В книге есть отдельный световой лейтмотив. Свет работает как граница видимости, охватывая значения от античных представлений о сиянии/ясности до обращения к свету в технике кьяроскуро. Условия киберпространства и вообще проекта города будущего создают среду, в которой свет перестает быть дневным сиянием, он превращается в инструмент власти и иллюзии. Поймать свет - значит зафиксировать край, где различение еще возможно, то есть найти способ противостоять скорости остановкой, чтобы выявить рубежи смысла. Фиксация позволяет увидеть грани гиперобъекта с иной темпоральностью - города и стоящего позади фаусина. Восприятие искусства тоже рассматривается в качестве замедляющей практики, так как оно отмежевывает внутреннее время от ритмов города и делает видимым порог фаусина.
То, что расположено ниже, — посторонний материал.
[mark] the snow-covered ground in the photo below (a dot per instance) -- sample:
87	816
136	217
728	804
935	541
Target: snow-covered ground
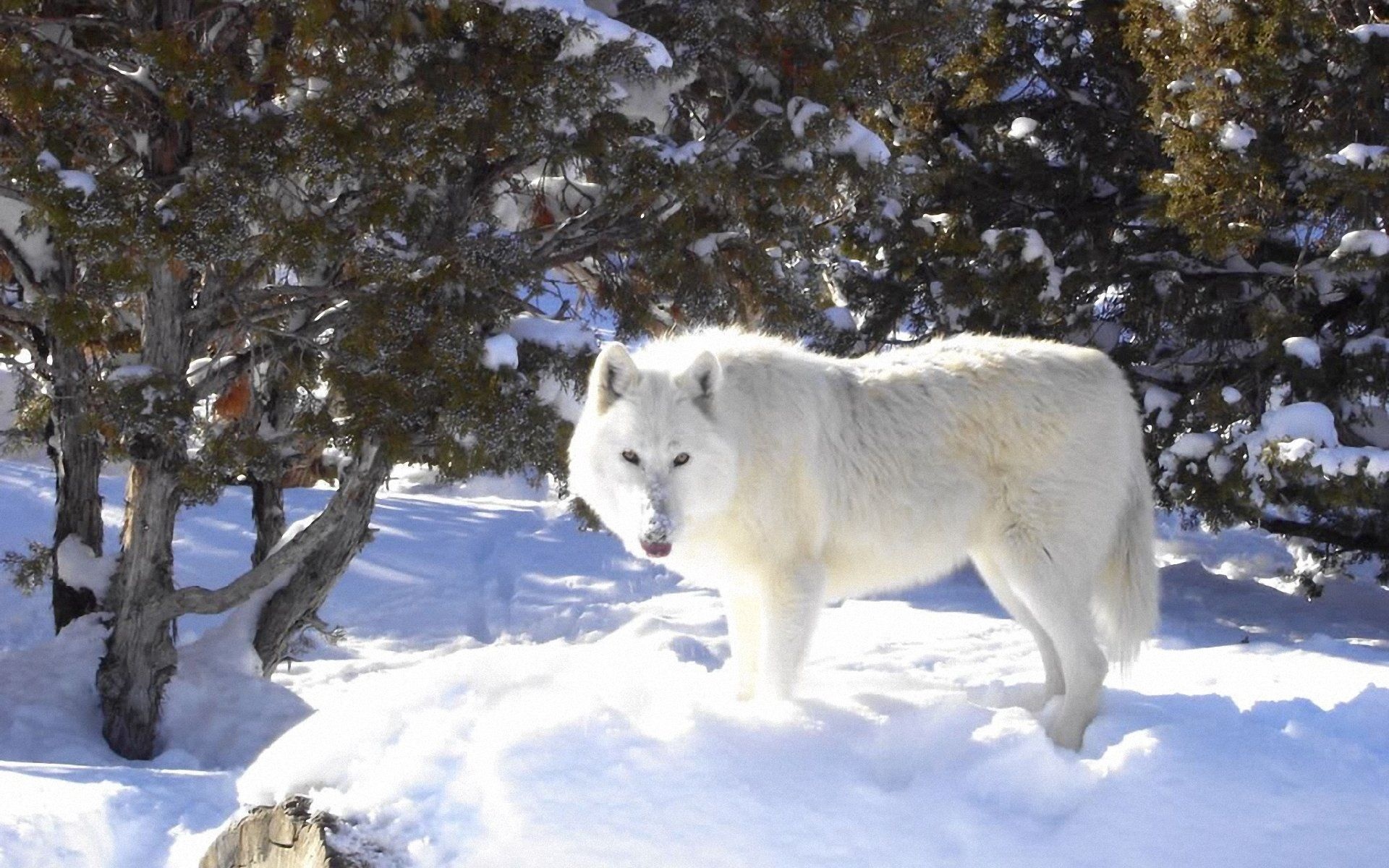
514	692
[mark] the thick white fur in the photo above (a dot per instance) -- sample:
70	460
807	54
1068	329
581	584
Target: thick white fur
812	477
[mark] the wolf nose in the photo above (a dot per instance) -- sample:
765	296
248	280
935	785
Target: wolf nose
656	549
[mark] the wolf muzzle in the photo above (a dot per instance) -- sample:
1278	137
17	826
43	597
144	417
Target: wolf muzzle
656	525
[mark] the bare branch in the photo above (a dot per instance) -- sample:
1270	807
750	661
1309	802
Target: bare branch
195	600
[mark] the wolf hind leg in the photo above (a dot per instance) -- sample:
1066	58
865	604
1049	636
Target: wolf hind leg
1002	590
1056	590
791	608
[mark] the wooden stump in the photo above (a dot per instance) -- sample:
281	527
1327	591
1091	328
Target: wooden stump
286	835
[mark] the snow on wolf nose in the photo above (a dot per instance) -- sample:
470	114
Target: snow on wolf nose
656	525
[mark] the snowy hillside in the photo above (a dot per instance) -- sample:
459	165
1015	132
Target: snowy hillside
513	692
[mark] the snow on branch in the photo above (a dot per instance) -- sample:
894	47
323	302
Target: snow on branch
593	31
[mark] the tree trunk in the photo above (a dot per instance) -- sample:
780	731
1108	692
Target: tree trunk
268	514
139	653
77	453
296	605
274	409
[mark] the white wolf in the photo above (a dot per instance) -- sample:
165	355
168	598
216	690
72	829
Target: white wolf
781	478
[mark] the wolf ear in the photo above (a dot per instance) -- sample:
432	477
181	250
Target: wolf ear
614	374
702	380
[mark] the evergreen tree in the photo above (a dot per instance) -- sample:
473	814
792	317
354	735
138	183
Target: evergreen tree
1197	188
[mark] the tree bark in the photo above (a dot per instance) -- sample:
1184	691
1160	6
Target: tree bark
268	514
296	605
139	653
77	453
268	484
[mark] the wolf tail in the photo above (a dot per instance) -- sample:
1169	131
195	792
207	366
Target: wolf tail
1127	597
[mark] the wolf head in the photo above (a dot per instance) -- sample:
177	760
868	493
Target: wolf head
647	453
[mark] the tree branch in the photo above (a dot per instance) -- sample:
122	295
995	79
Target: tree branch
1334	537
195	600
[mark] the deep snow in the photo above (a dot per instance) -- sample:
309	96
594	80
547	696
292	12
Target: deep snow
514	692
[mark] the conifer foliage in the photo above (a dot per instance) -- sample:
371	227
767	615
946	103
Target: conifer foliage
246	241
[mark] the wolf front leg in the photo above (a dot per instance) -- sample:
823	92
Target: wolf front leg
744	610
791	608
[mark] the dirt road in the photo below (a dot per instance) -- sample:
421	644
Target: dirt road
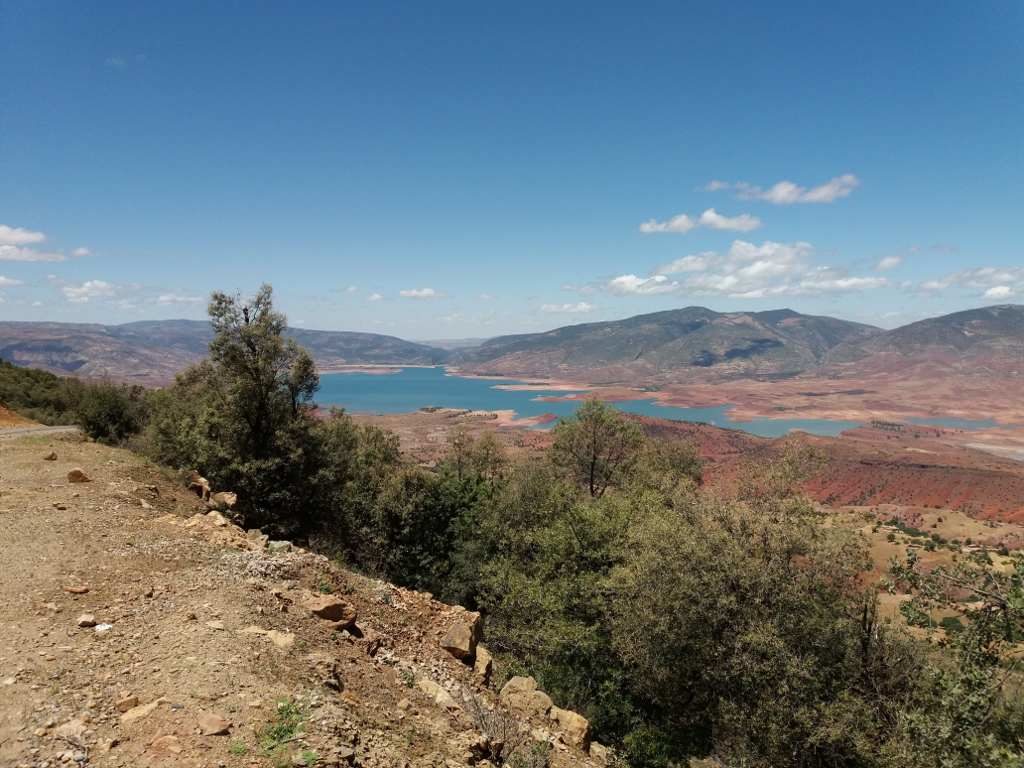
137	630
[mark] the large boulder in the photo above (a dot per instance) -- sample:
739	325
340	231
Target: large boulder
483	665
462	637
574	727
223	501
331	608
521	694
440	695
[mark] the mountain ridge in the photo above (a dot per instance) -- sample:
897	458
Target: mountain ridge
654	347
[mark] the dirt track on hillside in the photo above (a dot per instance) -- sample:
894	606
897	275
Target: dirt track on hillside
176	598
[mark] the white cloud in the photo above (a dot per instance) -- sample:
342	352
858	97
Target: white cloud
419	293
173	298
16	236
711	219
15	253
747	270
987	282
15	242
999	292
786	193
91	289
579	307
626	285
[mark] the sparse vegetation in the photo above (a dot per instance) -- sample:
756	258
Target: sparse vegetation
681	624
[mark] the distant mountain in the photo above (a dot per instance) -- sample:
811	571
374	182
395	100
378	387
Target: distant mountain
153	351
987	338
665	344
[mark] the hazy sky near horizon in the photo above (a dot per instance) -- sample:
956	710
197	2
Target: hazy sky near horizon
464	169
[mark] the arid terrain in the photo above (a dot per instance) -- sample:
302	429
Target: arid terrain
139	629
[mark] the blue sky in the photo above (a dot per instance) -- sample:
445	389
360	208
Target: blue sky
464	169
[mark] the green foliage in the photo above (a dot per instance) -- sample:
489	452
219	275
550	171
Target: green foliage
37	394
111	413
596	446
243	418
287	723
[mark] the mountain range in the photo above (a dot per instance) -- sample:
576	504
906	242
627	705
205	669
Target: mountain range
656	347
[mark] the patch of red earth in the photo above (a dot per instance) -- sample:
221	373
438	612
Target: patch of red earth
868	466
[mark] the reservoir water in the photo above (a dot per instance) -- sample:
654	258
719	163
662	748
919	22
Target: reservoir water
412	388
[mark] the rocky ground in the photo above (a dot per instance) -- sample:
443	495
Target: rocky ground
137	628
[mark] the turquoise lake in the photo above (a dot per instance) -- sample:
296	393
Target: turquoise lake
413	388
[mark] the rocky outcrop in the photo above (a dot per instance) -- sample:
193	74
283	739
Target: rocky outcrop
330	608
573	726
521	694
462	637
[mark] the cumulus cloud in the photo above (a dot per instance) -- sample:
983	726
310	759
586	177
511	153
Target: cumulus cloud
83	292
999	292
711	219
16	253
16	236
988	282
419	293
747	270
579	307
786	193
173	298
16	244
632	285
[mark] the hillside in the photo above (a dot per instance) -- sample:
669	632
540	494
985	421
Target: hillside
675	342
162	634
153	351
983	340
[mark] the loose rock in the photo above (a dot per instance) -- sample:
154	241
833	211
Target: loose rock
211	724
77	475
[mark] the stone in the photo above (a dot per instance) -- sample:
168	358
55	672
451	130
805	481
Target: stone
142	711
520	693
326	670
462	637
331	608
125	704
574	727
599	752
166	744
216	518
199	485
211	724
283	640
441	697
73	730
223	500
483	665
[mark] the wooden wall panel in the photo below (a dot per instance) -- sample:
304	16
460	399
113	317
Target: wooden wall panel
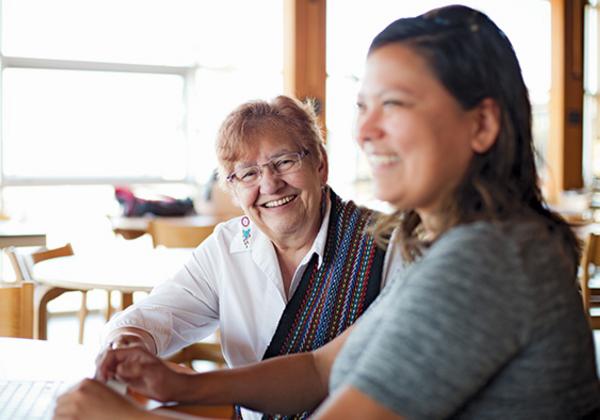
304	56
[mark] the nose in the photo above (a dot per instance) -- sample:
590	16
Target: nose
270	182
368	126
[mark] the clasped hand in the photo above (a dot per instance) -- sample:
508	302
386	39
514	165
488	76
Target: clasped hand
142	371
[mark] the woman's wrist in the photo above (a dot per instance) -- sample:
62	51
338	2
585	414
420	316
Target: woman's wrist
188	388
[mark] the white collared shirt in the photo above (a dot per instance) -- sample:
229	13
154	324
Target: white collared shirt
227	284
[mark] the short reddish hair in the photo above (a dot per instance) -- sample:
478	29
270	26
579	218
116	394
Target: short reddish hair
249	121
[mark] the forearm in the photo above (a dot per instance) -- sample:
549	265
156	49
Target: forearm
144	337
282	385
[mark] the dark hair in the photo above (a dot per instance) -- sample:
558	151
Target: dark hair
474	60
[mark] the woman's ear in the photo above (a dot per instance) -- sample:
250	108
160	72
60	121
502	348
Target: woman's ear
324	166
487	126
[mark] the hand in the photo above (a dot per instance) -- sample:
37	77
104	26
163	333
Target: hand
92	400
121	341
142	372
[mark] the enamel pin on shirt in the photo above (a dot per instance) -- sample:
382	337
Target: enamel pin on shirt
246	234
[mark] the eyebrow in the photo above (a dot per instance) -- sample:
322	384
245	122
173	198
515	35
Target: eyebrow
271	157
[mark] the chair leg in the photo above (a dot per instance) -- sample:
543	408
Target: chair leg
82	314
109	308
43	295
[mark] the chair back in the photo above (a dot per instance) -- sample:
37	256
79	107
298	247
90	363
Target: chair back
171	234
16	310
23	263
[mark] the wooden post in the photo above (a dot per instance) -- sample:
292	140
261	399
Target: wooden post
304	54
565	147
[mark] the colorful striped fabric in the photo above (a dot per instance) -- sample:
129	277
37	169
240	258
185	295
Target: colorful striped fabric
331	297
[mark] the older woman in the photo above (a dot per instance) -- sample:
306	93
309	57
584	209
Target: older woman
290	275
484	321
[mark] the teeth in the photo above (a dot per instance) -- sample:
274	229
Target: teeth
376	160
280	202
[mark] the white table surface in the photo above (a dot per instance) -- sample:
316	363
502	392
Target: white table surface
20	234
119	269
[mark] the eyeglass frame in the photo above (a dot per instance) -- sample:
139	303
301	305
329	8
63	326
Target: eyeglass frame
232	178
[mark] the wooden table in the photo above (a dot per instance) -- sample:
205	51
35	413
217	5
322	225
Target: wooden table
134	227
19	234
126	271
32	360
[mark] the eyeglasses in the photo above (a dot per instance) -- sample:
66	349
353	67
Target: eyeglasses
280	165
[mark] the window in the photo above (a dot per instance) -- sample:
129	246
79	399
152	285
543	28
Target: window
104	92
128	89
363	20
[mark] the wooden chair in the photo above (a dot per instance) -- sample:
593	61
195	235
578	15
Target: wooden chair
590	286
23	266
16	310
171	234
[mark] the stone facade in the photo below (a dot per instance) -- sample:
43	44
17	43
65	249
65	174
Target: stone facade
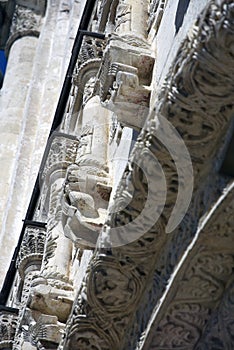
127	241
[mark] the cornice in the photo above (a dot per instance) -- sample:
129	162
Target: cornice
198	100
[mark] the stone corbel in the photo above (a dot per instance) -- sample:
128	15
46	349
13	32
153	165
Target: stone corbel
26	21
8	324
31	251
125	78
156	11
46	331
87	184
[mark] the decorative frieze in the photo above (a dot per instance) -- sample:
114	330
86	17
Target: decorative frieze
198	101
125	76
8	324
156	11
25	22
87	187
31	251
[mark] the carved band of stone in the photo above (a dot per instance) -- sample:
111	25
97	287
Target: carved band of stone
32	248
8	324
156	10
61	151
199	92
25	22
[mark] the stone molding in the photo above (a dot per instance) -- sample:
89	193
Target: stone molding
25	22
198	92
32	249
8	324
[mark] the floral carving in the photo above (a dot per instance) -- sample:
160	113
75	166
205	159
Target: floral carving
194	96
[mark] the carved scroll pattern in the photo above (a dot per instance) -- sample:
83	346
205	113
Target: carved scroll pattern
197	99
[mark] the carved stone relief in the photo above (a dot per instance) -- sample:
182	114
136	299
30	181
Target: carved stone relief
8	323
202	290
156	10
87	186
193	96
32	249
125	78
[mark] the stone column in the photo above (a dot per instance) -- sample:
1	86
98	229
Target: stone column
22	45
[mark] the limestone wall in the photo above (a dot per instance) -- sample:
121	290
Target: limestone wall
34	76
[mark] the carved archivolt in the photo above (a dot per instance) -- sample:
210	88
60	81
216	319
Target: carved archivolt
8	324
198	100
Оба акта связаны с поверхностью Ничто и с поэтикой события. В разделе про судьбу искусства описывается «второй путь» - движение к Ничто как событию распада уместности. Там Ничто отзеркаливает воспринимающего и возвращает его к себе. Иными словами, проговаривается буквально световая сцена в темпоральном смысле, когда вместо освещения объекта высвечивается собственное положение на пределе. Световая логика здесь в рефлексии на поверхности предела, где дрожит смысл и ломается линейное время городской повседневности. Момент возвращения рифмуется с сутью руин. Их значение не ограничивается статусом живописных останков прошлого. Они есть и как пробоины в ткани города, символы распада, где время проявляет себя и отсылает к Ничто. Они становятся вместе с городом и любой окружающей их средой, но неизменно в обратном направлении - к исчезновению.